Detective Inspector Kelly Porter has been required to leave the Metropolitan Police in London under a cloud and has returned to her native patch in Cumbria (northwest England) and the local police force. I am not sure if the Lakelanders welcomed her arrival. It is not long before she is uncovering all forms of heinous crime among the tourist villages, lakes and fells.
She finds significant leads investigating a cold case involving the abduction, rape and murder of a young girl and, following the death of a prominent local businessman whilst enjoying the lubricating ministrations of a young woman, she finds evidence of corruption, drugs, money laundering, people smuggling, slavery and sexual exploitation. All of it very - and I mean very - violent. It makes one wonder what the local police force had been doing before she got there. Behind it all is British ill-gotten wealth and criminality and a nasty piece of work from either Bosnia or Serbia. That gentleman provides the perversity, the muscle, and the ruthless bloodlust.
As long as one enjoys, or can mentally absorb, extreme violence without squeamishness, the book is for you.

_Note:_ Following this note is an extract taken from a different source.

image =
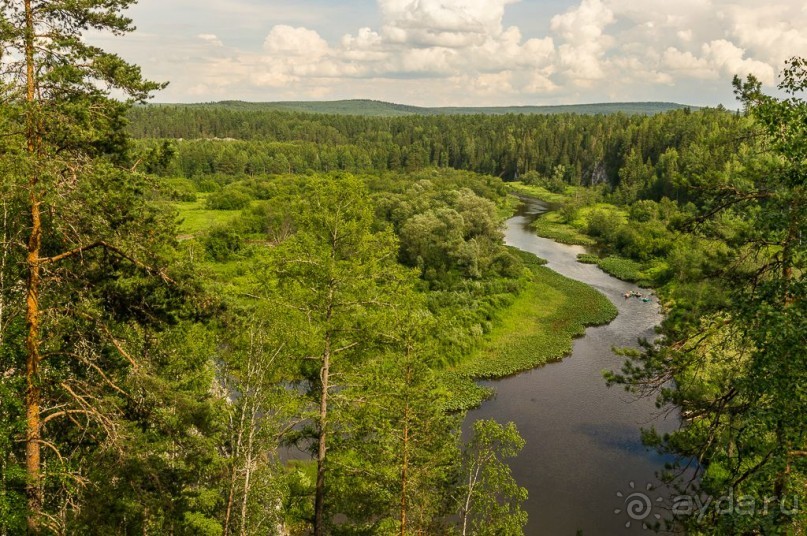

There are innumerable beatings, shootings, stabbings, rapes, random cruelties, dog fights, even naked male wrestling to the death. I found it too much and longed for the end which, after all the high-powered villainy before it, was a little melodramatic. There was a considerable amount of xenophobia too. Sometimes it was as if the author's message was that, if only we could get rid of the foreigners then Britain would be a land of milk and honey once more. Of course Britain has never had need to import evil-doers, we have always produced enough of our own.
Not an enjoyable book for me with its emphasis on very violent crime, and D.I. Porter came across as an infallible supercop who brought her London superpowers of solving crime to enlighten the Northern yokels. I only gave it three stars because I was in an unusually benevolent mood.